というか、こたつ付きのテーブルにいつまでも顔面を向けている彼女もその被害者であった。

彼女が起動していたゲームは「Fate/grand order」というゲームだ。通称FGOとも呼ばれている。詳しい説明は省略するが、このガチャも例に漏れずガチャを採用しており、これがまた確率が酷いことで有名であった。

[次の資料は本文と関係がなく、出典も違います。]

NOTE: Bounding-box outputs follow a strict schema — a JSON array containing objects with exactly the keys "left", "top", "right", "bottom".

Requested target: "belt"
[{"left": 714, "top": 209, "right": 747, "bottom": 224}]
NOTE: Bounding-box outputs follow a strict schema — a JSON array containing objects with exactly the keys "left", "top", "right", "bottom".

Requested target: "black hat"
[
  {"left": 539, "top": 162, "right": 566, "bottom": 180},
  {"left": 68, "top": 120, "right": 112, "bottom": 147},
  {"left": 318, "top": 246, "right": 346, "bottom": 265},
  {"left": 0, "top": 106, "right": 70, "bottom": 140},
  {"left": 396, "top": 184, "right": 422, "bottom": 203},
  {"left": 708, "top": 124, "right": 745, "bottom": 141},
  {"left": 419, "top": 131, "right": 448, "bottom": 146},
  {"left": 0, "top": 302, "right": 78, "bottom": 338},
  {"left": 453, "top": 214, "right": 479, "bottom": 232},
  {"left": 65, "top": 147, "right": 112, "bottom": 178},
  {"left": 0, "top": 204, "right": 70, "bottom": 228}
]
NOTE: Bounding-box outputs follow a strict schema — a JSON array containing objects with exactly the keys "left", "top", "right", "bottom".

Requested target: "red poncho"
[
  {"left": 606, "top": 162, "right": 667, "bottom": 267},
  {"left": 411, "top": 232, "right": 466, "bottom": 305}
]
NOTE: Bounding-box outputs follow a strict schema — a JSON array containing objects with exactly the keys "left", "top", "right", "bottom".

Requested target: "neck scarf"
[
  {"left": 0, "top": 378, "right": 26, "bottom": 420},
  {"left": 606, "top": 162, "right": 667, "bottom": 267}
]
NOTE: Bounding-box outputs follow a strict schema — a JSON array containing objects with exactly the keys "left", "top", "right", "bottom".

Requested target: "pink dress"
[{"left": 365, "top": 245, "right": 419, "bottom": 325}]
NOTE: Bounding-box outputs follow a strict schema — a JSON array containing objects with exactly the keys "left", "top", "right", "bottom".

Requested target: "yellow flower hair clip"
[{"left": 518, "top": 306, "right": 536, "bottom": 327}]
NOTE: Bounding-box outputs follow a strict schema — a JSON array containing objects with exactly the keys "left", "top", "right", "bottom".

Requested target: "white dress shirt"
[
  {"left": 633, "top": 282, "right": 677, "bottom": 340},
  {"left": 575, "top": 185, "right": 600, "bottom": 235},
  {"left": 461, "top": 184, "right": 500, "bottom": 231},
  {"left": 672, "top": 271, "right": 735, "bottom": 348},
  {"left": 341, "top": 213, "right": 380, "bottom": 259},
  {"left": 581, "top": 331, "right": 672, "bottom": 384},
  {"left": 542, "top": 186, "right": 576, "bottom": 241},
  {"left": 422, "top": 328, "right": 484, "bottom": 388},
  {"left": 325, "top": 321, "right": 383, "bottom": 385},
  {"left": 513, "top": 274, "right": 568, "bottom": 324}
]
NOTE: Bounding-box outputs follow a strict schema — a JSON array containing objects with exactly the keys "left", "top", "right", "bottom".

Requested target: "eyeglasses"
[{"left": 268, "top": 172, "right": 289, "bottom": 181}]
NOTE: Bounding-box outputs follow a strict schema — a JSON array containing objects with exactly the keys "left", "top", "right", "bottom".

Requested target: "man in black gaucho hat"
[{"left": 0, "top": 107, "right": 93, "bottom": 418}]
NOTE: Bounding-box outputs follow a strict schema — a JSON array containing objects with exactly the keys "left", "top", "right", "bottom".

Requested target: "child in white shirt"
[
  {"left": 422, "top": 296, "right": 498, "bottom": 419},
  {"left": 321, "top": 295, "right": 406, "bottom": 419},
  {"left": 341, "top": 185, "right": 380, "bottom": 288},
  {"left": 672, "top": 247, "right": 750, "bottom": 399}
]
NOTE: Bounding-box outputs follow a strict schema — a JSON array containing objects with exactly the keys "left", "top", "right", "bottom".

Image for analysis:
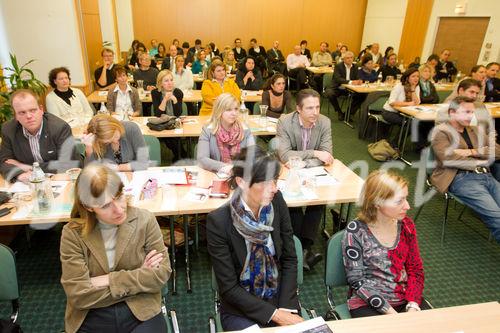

そして彼女の端末の画面にはガチャ画面が表示されており、そこには

ピックアップ召喚の名前と共に「沖田総司」というキャラクターが描かれていた。彼女はこの沖田総司を引き当てるほどに七人ほどの諭吉を生贄に捧げたのだ。結果は言うまでもないだろう。いわゆる爆死である。

他の課金ユーザーからすれば彼女の投資額など問題にならないかもしれないが、まだ学生である彼女にとってはこれが精一杯だった。七人の諭吉も彼女にとっては大金、食費も削って得たお金である。

彼女は顔を上げる、というよりそのまま体を仰向けにする。一応ある程度可愛いと言われる程度の彼女の顔は、今は爆死のショックでさながらゾンビか生ける屍といったところだ。サラサラの長い髪も心なしか艶がない。

とりあえず今は何もする気が起きなかった。何気なく時計に目をやるとまだ午後の二時くらいだ。今後の予定について頭を働かせたが、今日はこれからやることもない。つまり暇だった。

そう考えていると何故かとても眠くなってしまった。別段先日遅くまで何かしていたわけでもないし、彼女は生活習慣は割りと良い方だ。あまりこういう風に昼寝がしたくなるということもあまりない。

「・・・寝るか」

しかし起きておいて何かと聞かれれば特にない。ただでさえガチャの代金で通帳の引き落としなんかについて考えると頭が痛くなるのだ。ここは素直に眠気に乗っかって現実逃避と洒落込むとしよう。

彼女がそう決断すると、彼女は更にこたつの奥へと潜り込んだ。こたつの中のほうが温かいので一気に体を潜り込ませる。すると眠気が更に彼女の意識を誘い始める。それを拒むことなく、むしろその誘いに身を任せる。

まぶたを閉じる寸前、世界が歪んだような気がしたが、きっと眠気のせいだろうと決めて彼女は意識を完全に手放した。

 

 

 

それは単なる日常の一節。誰が見ても別段気に留めることはない何気ない人生の一瞬。何ら他愛のない話。この出来事に関わらず世界とは動いていくものだ。

しかしこのくだらない出来事が、因果を結び、運命を紡ぐとはこのとき彼女は知る由もなかった。